Появилась у нас новая сотрудница, с которой мы когда-то учились в техникуме. После окончания она получила распределение в Сибирь, где и работала много лет в геологических организациях, там заочно окончила институт, а к нам пришла уже старшим специалистом. С прежнего места жительства она буквально сбежала к своей сестре от алкаша мужа. Видно, достал её так, что и вспоминать о нём не хотела. Вот она-то и стала предметом моего обожания. Я смотрела на неё и всё сильнее располагалась к ней. Меня тянуло к ней, как когда-то к еврейской девочке, с которой училась в школе. С Тамарой столы у нас стояли впритык, к тому же работали мы на одной «теме». С мужьями у нас тоже были похожие проблемы. Как-то остались мы в комнате одни, я обогнула её стол, склонилась над ней, обняла и коснулась губами её волос. Мой душевный порыв Тамара восприняла спокойно и доброжелательно. После этого мы ещё сильней внутренне сблизились. А потом она пригласила меня к себе домой, и когда мы присели на диване, я обняла её и поцеловала в губы. «А что будет дальше?» — спросила она. «А ничего», — ответила я, и мы засмеялись, а потом снова обнялись. С тех пор нам, когда мы находились вместе, было спокойно и хорошо. Внешне симпатия наша проявлялась при встречах объятьями с поцелуями, а внутренне полным взаимным пониманием. Хотя, когда у неё появился ухажер, я неожиданно для себя, её заревновала, и не сразу смирилась. Зато, когда они поженились, я стала их верным другом».


Из записей Игоря Юльевича


«Опять посетил церковь. Любуюсь, как она постепенно преображается, превращаясь из скромной церквушки в красивый православный храм. Уже установлены пять позолоченных куполов (большой — в центре и четыре малых — по сторонам света) и рядом пирамидальная колокольня. Сверху традиционные кресты. Всё это в духе древнего зодчества. Внутри церкви просторный молебный зал, пока ещё не расписанный картинами из священного писания, но уже есть алтарь, за которым служит священник, и по бокам иконы с образами святых угодников. До недавнего времени службы проходили в полуподвальном помещении.

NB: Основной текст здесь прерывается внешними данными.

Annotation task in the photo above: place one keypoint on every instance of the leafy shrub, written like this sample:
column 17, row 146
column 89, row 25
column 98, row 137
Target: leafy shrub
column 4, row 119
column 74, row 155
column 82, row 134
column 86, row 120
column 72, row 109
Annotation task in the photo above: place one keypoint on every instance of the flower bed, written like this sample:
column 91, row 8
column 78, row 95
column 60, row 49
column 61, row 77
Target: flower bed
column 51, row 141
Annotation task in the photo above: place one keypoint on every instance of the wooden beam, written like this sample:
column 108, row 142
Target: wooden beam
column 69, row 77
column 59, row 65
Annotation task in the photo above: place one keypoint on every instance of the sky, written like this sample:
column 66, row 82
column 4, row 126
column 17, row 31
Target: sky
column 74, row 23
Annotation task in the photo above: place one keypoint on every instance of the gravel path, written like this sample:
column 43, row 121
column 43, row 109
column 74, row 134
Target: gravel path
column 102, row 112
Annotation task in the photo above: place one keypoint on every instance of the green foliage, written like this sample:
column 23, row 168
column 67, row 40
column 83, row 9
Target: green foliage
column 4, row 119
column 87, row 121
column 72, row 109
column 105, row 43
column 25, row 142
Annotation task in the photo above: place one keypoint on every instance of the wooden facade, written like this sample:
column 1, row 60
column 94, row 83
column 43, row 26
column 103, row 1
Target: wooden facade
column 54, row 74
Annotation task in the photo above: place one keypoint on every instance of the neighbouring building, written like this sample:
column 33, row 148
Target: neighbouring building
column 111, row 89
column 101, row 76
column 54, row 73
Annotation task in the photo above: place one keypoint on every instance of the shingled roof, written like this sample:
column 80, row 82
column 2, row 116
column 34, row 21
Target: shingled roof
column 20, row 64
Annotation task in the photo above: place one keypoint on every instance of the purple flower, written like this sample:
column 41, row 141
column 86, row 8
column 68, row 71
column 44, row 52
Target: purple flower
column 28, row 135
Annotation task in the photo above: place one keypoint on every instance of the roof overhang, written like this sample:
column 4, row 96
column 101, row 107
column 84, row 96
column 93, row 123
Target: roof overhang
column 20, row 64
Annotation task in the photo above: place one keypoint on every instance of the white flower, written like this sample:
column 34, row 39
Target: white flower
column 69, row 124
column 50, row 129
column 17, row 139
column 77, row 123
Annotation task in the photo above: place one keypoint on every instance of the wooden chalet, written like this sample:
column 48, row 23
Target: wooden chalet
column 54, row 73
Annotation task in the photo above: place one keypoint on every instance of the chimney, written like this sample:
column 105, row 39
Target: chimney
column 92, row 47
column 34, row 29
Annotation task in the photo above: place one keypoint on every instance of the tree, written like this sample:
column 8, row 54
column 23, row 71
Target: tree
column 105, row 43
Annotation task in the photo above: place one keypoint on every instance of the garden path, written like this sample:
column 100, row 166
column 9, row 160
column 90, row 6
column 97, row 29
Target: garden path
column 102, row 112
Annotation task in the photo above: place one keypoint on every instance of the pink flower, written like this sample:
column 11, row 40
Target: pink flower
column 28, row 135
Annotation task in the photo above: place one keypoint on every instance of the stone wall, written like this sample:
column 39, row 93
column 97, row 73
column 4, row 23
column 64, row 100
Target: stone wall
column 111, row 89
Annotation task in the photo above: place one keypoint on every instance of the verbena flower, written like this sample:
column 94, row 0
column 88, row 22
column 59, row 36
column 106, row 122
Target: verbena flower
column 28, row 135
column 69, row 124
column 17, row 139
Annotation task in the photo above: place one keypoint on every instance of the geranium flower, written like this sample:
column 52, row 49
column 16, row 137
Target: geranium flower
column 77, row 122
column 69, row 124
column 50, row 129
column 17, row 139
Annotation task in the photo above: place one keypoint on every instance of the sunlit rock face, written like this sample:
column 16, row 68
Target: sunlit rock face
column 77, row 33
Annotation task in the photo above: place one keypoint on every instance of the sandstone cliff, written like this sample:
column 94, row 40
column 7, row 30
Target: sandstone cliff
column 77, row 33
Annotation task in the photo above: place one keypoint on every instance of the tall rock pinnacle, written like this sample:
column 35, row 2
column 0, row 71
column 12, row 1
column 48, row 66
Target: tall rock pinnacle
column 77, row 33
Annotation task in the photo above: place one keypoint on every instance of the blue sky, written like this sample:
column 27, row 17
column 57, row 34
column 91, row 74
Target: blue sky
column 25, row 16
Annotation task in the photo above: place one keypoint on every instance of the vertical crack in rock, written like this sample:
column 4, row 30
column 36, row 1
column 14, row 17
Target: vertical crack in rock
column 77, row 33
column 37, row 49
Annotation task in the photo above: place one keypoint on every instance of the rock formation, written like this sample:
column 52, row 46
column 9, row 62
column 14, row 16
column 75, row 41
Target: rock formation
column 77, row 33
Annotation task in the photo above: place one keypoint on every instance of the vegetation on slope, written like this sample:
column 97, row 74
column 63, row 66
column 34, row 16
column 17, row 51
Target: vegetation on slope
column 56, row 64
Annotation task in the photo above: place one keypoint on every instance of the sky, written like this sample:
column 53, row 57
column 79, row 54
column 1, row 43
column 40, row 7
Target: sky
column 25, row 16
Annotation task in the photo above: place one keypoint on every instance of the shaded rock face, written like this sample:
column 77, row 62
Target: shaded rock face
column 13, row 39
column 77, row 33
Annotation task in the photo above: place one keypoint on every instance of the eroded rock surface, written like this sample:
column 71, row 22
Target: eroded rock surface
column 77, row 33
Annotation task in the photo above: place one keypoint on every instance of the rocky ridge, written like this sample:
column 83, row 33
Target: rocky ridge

Нравится мне приходить сюда, в нашу церковь. Никто не пристаёт к тебе (не то, что разного рода сектанты) и не побуждает совершать обряды, к которым ты ещё не готов, не вполне созрел. Здесь ты, если хочешь, можешь посещать службу, а то и просто постоять перед алтарём или поставить свечку у иконы. Тишина и доброжелательность окружающих навевают покой и благодать, поэтому из храма выходишь всегда умиротворённый.

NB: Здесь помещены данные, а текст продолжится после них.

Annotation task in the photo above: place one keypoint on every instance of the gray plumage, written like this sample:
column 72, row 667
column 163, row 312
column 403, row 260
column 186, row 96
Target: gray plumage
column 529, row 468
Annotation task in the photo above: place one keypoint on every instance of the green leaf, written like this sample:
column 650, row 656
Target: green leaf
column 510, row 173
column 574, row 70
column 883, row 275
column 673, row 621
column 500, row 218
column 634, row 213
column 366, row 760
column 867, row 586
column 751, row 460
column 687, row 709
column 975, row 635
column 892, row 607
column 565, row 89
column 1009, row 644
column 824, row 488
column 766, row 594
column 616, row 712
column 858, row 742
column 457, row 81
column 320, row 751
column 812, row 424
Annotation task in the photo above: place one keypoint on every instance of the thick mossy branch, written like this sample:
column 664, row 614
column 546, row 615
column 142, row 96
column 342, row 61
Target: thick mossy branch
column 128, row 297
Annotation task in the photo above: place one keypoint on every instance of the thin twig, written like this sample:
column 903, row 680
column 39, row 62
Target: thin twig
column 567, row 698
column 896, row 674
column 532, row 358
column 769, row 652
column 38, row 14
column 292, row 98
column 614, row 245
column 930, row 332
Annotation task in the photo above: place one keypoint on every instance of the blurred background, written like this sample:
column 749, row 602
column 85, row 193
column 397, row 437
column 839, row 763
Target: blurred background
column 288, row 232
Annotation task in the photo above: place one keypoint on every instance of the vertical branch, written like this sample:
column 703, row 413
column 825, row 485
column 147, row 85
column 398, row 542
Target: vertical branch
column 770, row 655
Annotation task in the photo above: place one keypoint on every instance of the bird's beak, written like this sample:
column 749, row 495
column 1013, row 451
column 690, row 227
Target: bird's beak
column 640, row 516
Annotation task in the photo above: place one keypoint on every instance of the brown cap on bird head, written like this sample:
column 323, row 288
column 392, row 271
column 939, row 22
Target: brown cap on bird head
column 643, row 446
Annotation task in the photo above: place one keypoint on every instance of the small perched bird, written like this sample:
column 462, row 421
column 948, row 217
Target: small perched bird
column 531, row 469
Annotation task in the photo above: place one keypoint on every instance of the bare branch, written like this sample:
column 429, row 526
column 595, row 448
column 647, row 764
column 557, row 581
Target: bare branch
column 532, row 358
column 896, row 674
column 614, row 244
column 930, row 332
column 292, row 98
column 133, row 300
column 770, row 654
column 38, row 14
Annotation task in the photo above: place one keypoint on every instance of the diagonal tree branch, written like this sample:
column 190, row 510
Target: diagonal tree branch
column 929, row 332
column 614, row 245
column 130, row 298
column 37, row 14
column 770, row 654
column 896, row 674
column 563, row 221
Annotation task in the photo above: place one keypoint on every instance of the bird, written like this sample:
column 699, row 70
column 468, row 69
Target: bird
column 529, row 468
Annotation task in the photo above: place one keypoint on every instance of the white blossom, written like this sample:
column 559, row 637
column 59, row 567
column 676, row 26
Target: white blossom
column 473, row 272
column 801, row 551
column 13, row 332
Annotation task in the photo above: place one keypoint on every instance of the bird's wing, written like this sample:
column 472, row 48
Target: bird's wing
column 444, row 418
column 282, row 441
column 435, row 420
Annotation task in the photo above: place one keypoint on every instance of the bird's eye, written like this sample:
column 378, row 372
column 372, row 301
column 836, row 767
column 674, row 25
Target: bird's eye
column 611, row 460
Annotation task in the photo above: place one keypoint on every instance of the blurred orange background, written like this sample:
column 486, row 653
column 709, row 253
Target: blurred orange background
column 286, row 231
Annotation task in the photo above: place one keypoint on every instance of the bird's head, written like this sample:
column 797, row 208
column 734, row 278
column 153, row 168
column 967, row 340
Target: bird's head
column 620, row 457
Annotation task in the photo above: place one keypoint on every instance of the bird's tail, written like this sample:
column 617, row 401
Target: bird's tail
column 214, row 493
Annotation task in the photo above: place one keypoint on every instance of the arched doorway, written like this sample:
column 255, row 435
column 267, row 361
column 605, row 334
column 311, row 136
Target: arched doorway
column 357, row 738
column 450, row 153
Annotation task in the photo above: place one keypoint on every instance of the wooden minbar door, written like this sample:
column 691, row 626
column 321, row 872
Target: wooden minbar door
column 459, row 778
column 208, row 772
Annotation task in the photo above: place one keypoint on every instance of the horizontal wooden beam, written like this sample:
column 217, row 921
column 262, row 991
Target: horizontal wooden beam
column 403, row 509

Перед тем, как зайти в храм и помолиться, я посетил церковную лавку, и обратился к служительнице с вопросом, не могла бы она мне указать, в каком евангелии сказано о блуднице, которую должны были закидать камнями фарисеи. Заглянув в электронный планшет, она тотчас удовлетворила мою просьбу, и я аккуратно записал в свой блокнот следующее:

Иисус, фарисеи и блудница

(Новый Завет, от Иоанна, глава 8)

Ст.4 — 11

4. Сказали ему: Учитель! Эта женщина взята в прелюбодеянии;

5. А Моисей в законе исповедал нам побивать таких камнями: Ты что скажешь?

7. Он восклонившись сказал: кто из вас без греха, первый брось на неё камень.

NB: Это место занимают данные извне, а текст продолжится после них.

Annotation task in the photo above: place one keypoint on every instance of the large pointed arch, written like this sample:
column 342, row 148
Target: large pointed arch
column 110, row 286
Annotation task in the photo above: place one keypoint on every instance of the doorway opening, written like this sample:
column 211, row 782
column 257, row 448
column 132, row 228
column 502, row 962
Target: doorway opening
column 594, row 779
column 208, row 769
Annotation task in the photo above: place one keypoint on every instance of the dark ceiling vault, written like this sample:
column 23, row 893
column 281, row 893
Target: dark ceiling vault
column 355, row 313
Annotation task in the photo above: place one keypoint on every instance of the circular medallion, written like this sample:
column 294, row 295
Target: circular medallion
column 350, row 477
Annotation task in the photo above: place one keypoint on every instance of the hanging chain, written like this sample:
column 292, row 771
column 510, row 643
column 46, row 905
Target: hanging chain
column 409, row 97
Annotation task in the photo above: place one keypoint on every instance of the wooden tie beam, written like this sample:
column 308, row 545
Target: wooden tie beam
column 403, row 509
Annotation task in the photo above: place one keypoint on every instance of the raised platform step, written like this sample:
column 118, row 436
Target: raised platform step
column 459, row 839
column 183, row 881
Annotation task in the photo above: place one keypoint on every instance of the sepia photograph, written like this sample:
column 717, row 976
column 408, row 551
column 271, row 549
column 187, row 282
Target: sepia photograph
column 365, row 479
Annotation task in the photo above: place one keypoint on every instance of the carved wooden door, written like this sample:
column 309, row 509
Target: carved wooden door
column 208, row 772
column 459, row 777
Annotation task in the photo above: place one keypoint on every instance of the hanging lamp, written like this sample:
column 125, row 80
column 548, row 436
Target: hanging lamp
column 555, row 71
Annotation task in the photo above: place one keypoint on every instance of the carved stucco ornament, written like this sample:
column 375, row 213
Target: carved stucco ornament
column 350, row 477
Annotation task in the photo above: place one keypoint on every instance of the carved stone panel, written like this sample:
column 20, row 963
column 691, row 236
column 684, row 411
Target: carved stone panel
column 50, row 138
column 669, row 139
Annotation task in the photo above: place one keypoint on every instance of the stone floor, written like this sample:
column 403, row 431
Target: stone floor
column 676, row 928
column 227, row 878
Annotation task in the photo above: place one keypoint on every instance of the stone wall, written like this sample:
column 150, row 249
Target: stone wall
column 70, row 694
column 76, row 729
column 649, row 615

9. Они же, услышавши то и будучи обличены совестью, стали уходить один за другим…

11. Иисус сказал ей: и Я не осуждаю тебя; иди и впредь не греши.


Он и Она

Игорь, припав к Лине, сидевшей на диване, обнял её и начал говорить: — Лина, любимая моя, даже если бы тебя изнасиловали десять подонков, я не придал бы значения этому и ласкал тебя так, как сейчас это делаю. Наверное, так любил Иисус Марию Магдалину, к тому же я уверен, что за сорок лет своего воздержания, ты очистилась от этого срама совершенно. И я готов (да о чём я говорю?), ведь я уже тебя ласкаю всю-всю нежно и вожделенно. Ласкаю без всякого, даже тайного, внутреннего сожаления и раскаяния. Напротив, я готов проникнуть в тебя или вселить тебя в себя, соединиться с тобой всем телом и всей кровью своей. Я никого так искренне не целовал: ни жён, ни любовниц. Я радуюсь тому, что происходит со мной, и поражаюсь, что мне выпало такое счастье — любить тебя самозабвенно, и вопреки всему. Думается мне, что вот при таком-то взаимном обожании и должны люди жить парами.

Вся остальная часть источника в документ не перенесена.